Last month, scientists at North Carolina State University, in Raleigh, announced a thrilling discovery. The 70-million-year-old fossil of a Tyrannosaurus rex that had been excavated in 2003 contained blood vessels and other soft tissues. Such tissues have never been recovered in a dinosaur bone. The specimen could provide new clues to the biological makeup of the animals.
The fossil was found at Montana's Hell Creek Formation, a remote area that is rich in dinosaur remains. Scientists believe that this T. rex weighed five tons and was 40 feet tall. The thighbone is so big and heavy that field researchers had to break it in half to load it onto a helicopter.
A Very Lucky Break
In the lab, paleontologists noticed unusual tissue fragments lining the
walls of the bone's marrow cavity. Normally, after a few million years,
soft tissues are replaced by mineral deposits. The scientists soaked the
bone in weak acid to remove the minerals.
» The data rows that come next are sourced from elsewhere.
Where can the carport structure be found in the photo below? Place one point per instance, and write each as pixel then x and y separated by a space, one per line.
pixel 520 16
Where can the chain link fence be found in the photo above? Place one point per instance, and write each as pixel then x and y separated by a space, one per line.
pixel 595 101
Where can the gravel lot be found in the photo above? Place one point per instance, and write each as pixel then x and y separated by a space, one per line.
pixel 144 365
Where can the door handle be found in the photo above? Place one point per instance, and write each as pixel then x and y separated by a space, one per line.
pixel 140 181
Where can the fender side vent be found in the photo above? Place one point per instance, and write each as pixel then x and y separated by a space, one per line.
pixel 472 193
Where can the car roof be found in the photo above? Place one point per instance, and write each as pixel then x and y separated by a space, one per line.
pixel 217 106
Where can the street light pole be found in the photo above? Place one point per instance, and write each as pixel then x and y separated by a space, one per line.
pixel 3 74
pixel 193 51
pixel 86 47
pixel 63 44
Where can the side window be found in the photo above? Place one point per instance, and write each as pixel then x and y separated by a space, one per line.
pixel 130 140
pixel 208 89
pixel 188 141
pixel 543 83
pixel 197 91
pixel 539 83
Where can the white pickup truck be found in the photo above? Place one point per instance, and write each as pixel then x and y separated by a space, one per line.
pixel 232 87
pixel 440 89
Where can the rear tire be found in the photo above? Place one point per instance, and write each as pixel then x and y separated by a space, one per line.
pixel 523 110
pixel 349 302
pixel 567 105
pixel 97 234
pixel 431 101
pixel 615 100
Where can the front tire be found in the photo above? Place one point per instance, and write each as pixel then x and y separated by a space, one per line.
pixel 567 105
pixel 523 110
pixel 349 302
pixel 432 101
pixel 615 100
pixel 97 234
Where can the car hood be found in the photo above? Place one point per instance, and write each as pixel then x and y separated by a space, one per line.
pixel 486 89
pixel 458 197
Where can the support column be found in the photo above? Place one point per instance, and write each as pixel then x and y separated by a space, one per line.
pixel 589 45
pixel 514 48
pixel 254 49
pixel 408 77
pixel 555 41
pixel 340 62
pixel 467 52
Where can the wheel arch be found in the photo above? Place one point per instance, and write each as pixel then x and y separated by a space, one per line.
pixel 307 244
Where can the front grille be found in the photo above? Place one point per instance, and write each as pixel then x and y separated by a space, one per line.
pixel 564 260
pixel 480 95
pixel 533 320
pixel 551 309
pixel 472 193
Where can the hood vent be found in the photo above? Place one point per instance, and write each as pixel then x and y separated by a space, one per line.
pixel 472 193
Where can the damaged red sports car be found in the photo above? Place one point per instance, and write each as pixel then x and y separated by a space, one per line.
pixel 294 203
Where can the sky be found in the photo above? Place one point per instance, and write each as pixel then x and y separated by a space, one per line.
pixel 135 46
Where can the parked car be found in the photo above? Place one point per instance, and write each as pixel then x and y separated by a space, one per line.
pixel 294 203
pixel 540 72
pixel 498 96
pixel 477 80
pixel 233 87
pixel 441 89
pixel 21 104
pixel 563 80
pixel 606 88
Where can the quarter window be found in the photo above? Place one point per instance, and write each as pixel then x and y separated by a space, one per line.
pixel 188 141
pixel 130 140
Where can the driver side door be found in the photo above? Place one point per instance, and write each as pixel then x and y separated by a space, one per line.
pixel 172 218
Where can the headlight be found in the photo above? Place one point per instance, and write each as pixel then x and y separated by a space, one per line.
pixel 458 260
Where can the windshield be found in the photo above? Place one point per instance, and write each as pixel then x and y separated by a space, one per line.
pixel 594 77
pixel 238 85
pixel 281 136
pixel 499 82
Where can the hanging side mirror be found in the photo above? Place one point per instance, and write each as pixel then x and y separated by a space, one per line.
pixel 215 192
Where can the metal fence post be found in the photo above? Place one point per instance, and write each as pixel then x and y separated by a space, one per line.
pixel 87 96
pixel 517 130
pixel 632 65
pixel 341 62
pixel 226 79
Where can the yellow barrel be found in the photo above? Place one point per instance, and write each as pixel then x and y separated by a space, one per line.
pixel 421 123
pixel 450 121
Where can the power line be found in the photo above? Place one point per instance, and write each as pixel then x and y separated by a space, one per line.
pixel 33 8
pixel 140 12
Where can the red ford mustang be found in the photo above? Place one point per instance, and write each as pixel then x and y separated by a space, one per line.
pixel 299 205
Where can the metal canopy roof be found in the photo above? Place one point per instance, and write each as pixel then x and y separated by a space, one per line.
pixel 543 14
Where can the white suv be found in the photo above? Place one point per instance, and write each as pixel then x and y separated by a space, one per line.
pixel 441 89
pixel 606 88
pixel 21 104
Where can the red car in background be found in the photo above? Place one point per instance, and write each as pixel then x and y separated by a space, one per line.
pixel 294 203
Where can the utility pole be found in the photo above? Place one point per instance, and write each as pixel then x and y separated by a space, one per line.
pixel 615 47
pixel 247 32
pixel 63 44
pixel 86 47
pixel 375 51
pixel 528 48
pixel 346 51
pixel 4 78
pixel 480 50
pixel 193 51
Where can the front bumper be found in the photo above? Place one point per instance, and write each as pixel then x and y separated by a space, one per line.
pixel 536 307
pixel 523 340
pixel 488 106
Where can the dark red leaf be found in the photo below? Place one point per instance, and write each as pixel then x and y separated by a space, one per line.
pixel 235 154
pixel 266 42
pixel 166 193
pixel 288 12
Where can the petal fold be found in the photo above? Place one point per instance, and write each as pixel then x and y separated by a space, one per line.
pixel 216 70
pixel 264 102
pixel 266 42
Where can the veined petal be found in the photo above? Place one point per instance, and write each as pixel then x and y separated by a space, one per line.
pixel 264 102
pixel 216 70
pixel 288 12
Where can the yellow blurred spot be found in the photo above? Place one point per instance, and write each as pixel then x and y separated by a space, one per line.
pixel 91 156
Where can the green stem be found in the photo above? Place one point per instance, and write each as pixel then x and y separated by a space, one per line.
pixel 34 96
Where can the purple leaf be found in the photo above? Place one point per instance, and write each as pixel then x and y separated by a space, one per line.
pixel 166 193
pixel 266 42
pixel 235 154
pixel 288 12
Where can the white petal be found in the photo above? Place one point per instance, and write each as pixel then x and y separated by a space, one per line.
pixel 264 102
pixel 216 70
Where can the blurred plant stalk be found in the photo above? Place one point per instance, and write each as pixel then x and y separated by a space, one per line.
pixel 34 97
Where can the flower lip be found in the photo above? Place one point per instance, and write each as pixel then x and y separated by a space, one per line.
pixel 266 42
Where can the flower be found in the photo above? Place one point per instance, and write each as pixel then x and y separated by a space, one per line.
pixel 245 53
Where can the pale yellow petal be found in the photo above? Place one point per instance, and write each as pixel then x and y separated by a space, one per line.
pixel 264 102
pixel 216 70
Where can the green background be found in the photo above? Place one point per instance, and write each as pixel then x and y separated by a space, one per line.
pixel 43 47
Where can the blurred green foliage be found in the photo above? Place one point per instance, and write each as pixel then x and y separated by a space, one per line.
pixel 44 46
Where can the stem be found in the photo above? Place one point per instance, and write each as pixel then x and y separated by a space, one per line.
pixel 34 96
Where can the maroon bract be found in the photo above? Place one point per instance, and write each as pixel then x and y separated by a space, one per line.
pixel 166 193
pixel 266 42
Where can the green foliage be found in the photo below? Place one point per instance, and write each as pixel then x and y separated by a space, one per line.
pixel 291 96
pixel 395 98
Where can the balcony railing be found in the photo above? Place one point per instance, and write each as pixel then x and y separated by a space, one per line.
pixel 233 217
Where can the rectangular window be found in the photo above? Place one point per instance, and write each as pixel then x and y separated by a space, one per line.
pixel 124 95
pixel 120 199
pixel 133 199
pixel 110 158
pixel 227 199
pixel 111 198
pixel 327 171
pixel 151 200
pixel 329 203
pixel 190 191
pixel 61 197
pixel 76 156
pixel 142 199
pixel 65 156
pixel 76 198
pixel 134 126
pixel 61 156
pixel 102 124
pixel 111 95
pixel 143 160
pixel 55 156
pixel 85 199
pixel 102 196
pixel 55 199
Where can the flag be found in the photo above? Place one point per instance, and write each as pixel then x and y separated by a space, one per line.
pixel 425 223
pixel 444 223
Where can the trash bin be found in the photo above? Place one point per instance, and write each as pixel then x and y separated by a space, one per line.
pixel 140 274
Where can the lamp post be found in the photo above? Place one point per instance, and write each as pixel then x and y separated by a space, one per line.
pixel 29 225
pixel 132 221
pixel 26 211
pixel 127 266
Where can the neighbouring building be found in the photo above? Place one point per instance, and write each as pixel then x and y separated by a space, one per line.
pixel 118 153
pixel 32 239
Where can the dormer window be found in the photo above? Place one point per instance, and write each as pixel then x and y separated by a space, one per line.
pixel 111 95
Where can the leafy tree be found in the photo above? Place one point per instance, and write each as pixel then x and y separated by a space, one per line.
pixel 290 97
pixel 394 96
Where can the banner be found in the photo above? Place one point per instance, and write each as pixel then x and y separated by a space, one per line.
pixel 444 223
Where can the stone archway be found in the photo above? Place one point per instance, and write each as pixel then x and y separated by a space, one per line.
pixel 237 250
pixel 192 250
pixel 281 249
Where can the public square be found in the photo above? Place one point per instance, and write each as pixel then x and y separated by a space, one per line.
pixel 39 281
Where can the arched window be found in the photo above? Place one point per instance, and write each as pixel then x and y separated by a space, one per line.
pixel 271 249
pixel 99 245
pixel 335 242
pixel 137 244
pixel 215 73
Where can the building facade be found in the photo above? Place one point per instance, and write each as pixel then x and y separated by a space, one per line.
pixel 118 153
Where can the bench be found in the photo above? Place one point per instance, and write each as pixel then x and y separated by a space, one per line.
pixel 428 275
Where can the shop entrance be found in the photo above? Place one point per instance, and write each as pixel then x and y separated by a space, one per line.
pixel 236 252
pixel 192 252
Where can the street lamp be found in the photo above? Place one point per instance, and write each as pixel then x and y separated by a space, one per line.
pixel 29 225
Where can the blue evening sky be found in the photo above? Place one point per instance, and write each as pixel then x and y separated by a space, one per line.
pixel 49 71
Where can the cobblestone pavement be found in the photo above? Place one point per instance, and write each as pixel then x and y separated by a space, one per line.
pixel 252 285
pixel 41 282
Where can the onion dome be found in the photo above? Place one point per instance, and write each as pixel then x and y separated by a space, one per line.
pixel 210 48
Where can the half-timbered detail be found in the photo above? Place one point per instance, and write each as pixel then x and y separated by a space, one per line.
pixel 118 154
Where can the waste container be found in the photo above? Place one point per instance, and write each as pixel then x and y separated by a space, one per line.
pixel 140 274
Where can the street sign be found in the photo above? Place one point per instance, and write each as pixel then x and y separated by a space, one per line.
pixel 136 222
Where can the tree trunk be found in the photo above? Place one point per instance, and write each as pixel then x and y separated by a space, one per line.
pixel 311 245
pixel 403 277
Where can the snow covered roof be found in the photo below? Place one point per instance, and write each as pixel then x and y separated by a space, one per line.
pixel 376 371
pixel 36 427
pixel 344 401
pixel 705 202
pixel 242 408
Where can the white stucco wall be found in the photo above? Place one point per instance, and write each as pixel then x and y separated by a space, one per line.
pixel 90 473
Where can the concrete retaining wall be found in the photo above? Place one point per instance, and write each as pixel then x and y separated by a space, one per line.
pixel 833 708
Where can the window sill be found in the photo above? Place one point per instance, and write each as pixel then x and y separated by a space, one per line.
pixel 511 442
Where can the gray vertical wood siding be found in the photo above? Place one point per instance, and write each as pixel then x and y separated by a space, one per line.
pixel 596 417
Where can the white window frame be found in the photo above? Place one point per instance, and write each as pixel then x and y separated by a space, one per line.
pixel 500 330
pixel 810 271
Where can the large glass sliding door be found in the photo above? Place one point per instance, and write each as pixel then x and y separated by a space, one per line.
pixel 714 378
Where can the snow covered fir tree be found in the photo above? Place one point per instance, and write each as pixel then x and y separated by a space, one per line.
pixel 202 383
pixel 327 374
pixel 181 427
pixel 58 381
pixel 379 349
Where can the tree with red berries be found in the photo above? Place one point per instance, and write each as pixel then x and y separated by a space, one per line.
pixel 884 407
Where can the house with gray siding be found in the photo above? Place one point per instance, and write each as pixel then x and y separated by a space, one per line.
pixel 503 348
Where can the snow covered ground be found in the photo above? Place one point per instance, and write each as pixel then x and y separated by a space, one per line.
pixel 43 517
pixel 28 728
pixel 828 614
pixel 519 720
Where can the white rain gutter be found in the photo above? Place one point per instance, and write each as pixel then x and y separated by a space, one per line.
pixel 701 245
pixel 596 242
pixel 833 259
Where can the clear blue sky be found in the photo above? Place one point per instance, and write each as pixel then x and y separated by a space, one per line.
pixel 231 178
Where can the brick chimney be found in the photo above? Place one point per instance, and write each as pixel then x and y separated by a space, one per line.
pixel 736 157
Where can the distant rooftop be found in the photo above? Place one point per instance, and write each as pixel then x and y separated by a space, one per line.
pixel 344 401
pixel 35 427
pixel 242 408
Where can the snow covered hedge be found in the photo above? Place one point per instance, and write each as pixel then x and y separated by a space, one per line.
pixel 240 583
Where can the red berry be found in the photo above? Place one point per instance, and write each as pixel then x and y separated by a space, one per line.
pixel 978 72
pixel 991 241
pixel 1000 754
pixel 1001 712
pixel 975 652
After the minerals dissolved,
a clear stretchy material was left behind. "It was totally shocking,"
said team leader Mary Schweitzer.
A microscope revealed that the tissues contain tiny blood vessels and reddish-brown dots that are thought to be cells' nuclei, or central structures. The T. rex vessels are almost identical to those found in modern ostrich bones. Scientist believe that this could support the theory that birds are living descendants of dinosaurs.
A Real-Life Jurassic Park?
Some researchers hope to recover dinosaur DNA--the chemical that makes
up genes--from the tissues. That notion raised an interesting question
for dinosaur fans: If DNA is recovered, could it be used to clone
dinosaurs, as scientists did in the film Jurassic Park?
"There's no Jurassic Park scenario," cautions Hans-Dieter Sues, a paleontologist at the National Museum of Natural History in Washington, D.C. "But there's lots of biological information locked in this material."